Télécom Bretagne est heureuse d’accueillir, du 8 avril au 21 mai, sur son campus de Brest, « Écorcé », une exposition de peintures de Matthieu Dutertre.

L’artiste

Né en 1981, Matthieu Dutertre  vit et travaille à Brest. Il est artiste peintre mais avant tout chercheur ès matière, défricheur d’image, quêteur de
sens. Il assaisonne ses pâtes anciennes d’une pensée contemporaine, mêle science et art, applique les procédés de la gravure (système de calques, addition/soustraction, transfert/inversion, révélation/impression) au matériau de la peinture. Cet expérimentateur de basse-fosse navigue à vue dans les limbes du Blanc, traverse des paysages lunaires et déssaturés, chemine dans des labyrinthes de moisissures qui donnent vie, couleur et profondeur à ses tableaux. Résistant opposé à l’abrutissant flot d’informations et à l’étourdissant brouhaha visuel, il choisit la « vanité » pour thème de prédilection.

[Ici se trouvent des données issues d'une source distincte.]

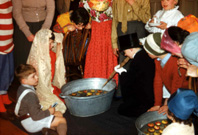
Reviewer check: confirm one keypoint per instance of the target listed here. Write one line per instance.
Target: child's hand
(130, 1)
(131, 52)
(151, 21)
(183, 63)
(30, 38)
(51, 110)
(163, 109)
(162, 25)
(115, 51)
(58, 114)
(71, 27)
(192, 71)
(154, 108)
(88, 26)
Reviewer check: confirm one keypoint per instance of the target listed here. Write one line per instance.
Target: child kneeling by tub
(181, 105)
(28, 109)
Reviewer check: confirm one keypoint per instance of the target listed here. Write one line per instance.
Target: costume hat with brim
(183, 103)
(153, 43)
(128, 41)
(190, 48)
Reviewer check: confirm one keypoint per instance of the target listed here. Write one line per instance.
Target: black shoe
(10, 107)
(7, 116)
(48, 131)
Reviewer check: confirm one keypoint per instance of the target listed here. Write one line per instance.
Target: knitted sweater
(30, 104)
(168, 76)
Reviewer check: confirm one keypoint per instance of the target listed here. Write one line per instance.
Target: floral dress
(100, 60)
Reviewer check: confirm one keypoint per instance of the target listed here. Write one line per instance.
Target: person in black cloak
(137, 83)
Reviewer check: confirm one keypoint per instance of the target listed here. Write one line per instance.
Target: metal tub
(147, 118)
(92, 105)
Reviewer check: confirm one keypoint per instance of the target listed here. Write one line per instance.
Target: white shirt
(171, 17)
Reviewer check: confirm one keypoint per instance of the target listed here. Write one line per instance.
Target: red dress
(56, 90)
(100, 60)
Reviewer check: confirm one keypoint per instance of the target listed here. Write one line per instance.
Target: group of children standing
(46, 72)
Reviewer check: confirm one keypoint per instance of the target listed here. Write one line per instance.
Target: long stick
(114, 72)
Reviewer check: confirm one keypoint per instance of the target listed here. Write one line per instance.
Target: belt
(23, 117)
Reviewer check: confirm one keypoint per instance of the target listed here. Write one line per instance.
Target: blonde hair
(24, 70)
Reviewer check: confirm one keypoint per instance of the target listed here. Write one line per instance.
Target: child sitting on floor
(70, 21)
(168, 16)
(33, 119)
(181, 105)
(47, 58)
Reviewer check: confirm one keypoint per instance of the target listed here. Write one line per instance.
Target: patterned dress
(100, 60)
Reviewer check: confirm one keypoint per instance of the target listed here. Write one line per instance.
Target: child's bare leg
(60, 124)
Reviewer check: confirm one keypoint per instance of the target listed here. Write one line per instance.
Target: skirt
(100, 60)
(22, 45)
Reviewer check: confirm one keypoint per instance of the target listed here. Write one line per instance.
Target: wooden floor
(6, 126)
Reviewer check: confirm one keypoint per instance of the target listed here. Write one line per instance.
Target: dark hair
(186, 122)
(177, 34)
(80, 15)
(24, 70)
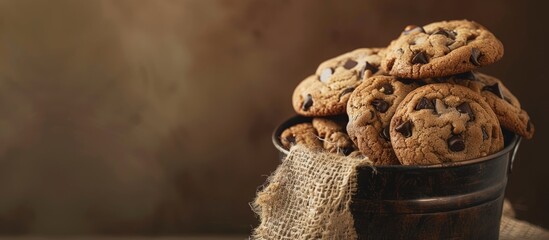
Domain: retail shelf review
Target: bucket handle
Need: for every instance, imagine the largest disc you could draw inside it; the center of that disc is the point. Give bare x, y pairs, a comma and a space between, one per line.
515, 150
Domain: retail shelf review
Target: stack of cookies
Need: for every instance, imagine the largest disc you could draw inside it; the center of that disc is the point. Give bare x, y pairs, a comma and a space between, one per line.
419, 101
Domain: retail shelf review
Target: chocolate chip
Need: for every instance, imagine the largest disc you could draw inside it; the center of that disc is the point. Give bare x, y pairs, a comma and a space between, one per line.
349, 64
347, 150
420, 57
475, 54
307, 103
412, 29
385, 134
440, 106
405, 129
466, 108
484, 134
380, 105
456, 143
326, 74
424, 103
346, 91
466, 76
367, 66
406, 81
290, 139
443, 32
471, 38
386, 88
440, 79
495, 89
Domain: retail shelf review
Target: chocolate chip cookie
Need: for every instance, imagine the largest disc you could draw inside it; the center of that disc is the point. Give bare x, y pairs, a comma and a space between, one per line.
326, 93
370, 109
332, 134
505, 105
444, 122
302, 133
441, 49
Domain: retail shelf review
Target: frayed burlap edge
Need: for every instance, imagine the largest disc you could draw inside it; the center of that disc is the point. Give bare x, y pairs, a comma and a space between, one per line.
308, 197
309, 194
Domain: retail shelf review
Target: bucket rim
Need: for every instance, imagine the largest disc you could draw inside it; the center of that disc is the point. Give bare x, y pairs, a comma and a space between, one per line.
512, 145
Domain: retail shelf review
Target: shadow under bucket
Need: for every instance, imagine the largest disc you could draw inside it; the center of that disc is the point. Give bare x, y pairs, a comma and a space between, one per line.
458, 200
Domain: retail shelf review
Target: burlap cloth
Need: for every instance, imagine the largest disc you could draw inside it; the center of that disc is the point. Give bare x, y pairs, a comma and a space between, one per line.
309, 194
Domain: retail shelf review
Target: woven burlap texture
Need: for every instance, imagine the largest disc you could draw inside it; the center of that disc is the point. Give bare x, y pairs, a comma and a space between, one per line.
309, 194
308, 197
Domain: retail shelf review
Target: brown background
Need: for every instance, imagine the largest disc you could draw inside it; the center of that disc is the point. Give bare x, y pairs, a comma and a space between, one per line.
154, 117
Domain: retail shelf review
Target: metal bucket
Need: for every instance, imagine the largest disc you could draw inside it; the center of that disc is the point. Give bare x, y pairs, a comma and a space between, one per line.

« Pour cette exposition, j’ai décliné sous plusieurs angles et états le sujet « forêt ». Les modèles ont été choisis parmi les essences destinées aux scieries. Ces arbres, alignés suivant un plan quadrillé, portent en général une robe déchiquetée, un aspect décharné et des membres mutilés. L’opposition radicale entre les verticales et les horizontales m’a « séduit », leur concentration et quasi-uniformité m’a fait songer à notre condition humaine. Sans chercher à m’apitoyer sur ces êtres, j’ai tenté de les représenter de manière naturaliste. Le point de vue est panoramique et plongeant. Juché sur une chaise d’arbitre, j’ai construit la perspective sans le soutien de l’horizon, non perceptible. La technique employée, suite d’additions et de soustractions, peut s’apparenter à l’aquatinte comme à la gravure sur bois par ses qualités graphiques. J’expose également les études préliminaires d’un projet intitulé « penicillioses et fusarioses » en partenariat avec l’Esmisab et présenté à la Fondation de France. Ce projet participe d’une envie de lier science et art, d’inventer une technique de peinture en substituant au pigment des champignons qui viendront colorer l’œuvre en proliférant, une peinture « vivante » en somme, qui s’inscrit dans la lignée du genre « vanité » dans l’histoire de l’art. »

Matthieu Dutertre, mars 2009

Pour en savoir plus : Entrée libre, du lundi au vendredi, de 9 à 19 heures. Inauguration de l’exposition le mardi 12 janvier, à partir de 18h, en présence de l’artiste, dans le centre-vie de l’École.